È terminato ai primi di novembre il restauro dell’altare maggiore della chiesa del Gesù, cara ai pianezzesi. La chiesa fu voluta dalla confraternita legata alla devozione del SS. Nome di Gesù, predicata in Piemonte da San Bernardino da Siena nel 1414. La costruzione, iniziata nel 1680 e terminata nel 1682, fu resa possibile dal forte contributo in denaro del Consiglio Generale della Comunità.
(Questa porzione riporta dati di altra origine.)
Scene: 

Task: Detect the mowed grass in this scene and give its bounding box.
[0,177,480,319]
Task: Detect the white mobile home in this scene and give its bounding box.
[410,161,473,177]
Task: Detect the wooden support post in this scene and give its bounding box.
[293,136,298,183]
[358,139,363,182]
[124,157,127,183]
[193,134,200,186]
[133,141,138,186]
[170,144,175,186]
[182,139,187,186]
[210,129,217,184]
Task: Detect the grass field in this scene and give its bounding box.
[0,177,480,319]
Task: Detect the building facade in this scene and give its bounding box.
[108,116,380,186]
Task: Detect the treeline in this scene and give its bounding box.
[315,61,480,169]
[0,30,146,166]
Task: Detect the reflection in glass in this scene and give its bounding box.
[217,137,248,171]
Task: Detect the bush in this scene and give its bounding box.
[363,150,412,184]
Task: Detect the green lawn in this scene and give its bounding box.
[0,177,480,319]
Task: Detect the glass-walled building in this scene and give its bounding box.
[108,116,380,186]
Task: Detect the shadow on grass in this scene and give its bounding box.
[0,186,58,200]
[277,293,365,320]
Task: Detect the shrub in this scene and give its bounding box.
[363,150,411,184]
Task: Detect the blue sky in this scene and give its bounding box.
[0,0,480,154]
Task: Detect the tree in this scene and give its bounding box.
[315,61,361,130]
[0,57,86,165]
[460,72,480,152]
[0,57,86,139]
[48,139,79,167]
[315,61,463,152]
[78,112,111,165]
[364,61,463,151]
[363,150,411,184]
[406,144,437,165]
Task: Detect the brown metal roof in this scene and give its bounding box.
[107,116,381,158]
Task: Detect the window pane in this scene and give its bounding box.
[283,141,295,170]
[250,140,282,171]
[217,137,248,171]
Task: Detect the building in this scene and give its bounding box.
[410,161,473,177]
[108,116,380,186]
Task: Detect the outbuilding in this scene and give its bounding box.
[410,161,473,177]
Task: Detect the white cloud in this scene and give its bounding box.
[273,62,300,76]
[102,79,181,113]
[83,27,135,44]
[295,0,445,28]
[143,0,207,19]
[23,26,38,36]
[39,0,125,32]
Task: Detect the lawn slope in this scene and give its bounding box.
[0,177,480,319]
Armonicamente ben costruita, con un’elegante facciata in paramano a piani sovrapposti separati da un cornicione, presenta gli elementi caratteristici dell’architettura seicentesca. Scandita da lesene che la suddividono in sei specchi, termina con un timpano sormontato da brevi pinnacoli. Al centro, sopra il portone d’ingresso, una finestra tripartita da due colonnine alleggerisce l’insieme e dà luce alla navata. La chiesa ha una sola navata interrotta da due cappelle laterali.
Nel presbiterio campeggia l’altare maggiore; originariamente in cotto, fu rifatto in stucco dipinto ad imitazione di marmo nel 1780 e più volte rimaneggiato.
Imponente e scenografico ha colonne tortili speculari a coppie, e capitello composito a sostegno della trabeazione mossa ed elegante. Su di essa poggia una grande copia del quadro della Consolata.
La pala d’altare è una tavola centinata dipinta e firmata da Rodolfo Morgari, datata 1860. Rappresenta la “Circoncisione di Gesù”. Il tabernacolo, dì legno dorato, è scolpito secondo ritmi barocchi aggraziati e modulati nell’elegante rilievo dei festoni tra le volute, e nei delicati puttini sugli spigoli smussati.
Ai lati dell’altare due statue: San Grato a sinistra e San Bernardino da Siena a destra. Entrambe le statue, in intonaco rifinito in stucco, sono inserite in una nicchia sovrastata da un fastigio con puttino.
Prima del restauro, i finti marmi erano sormontati da vernici ormai alterate verso tonalità cupe e ambrate che impedivano la lettura della brillantezza originale, tali finiture lustre erano a loro volta state riprese con stesure manutentive che conferiscono un aspetto lucido che si allontana da quella che doveva essere la più morbida lucentezza originale.
In generale, da una visione da basso, prima dell’attuale restauro, si percepivano anche numerose piccole lacune di preparazione a gesso e colla e di lamina dorata, come numerose fessurazioni tra le varie pannellature che definiscono parte degli elementi decorativi che compongono l’imponente architettura decorata, oltre ai depositi di sporco organico che erano diffusi su tutte le superfici, in modo particolarmente sensibile nei numerosi aggetti dove fisiologicamente si riscontrano gli accumuli più significativi.
Sia il cielo di fondo, (un blu notte molto scuro e steso con legante vinilico non coerente per tono quindi ma soprattutto non compatibile alla conservazione per mancanza di traspirabilità) su cui furono anche applicate le stelle dorate di recente fattura e sia le nicchie e le statue erano di tonalità sbagliata e soprattutto non in epoca con tutto il complesso di altare.
L’attuale restauro ha quindi riportato l’opera alla fase decorativa precedente, alla fine del XIX secolo, forse i primi anni del ‘900, quando furono eseguite le dorature e i settecenteschi monocromi di colore avorio furono ripresi con tonalità simili ma di cromie più grigia.
Il lavoro è stato condotto dalla ditta di restauro in associazione di Impresa tra: Moselli Riccardo, Zaffiri Ingrid, Chiaudano Chiara e Galliano Paola,
Eseguito dalle restauratrici Selle Francesca e Binda Federica in collaborazione con Baravalle Letizia, Romeo Francesca, Dosio Carlotta, Greganti Viviana e Dimopoli Roberta.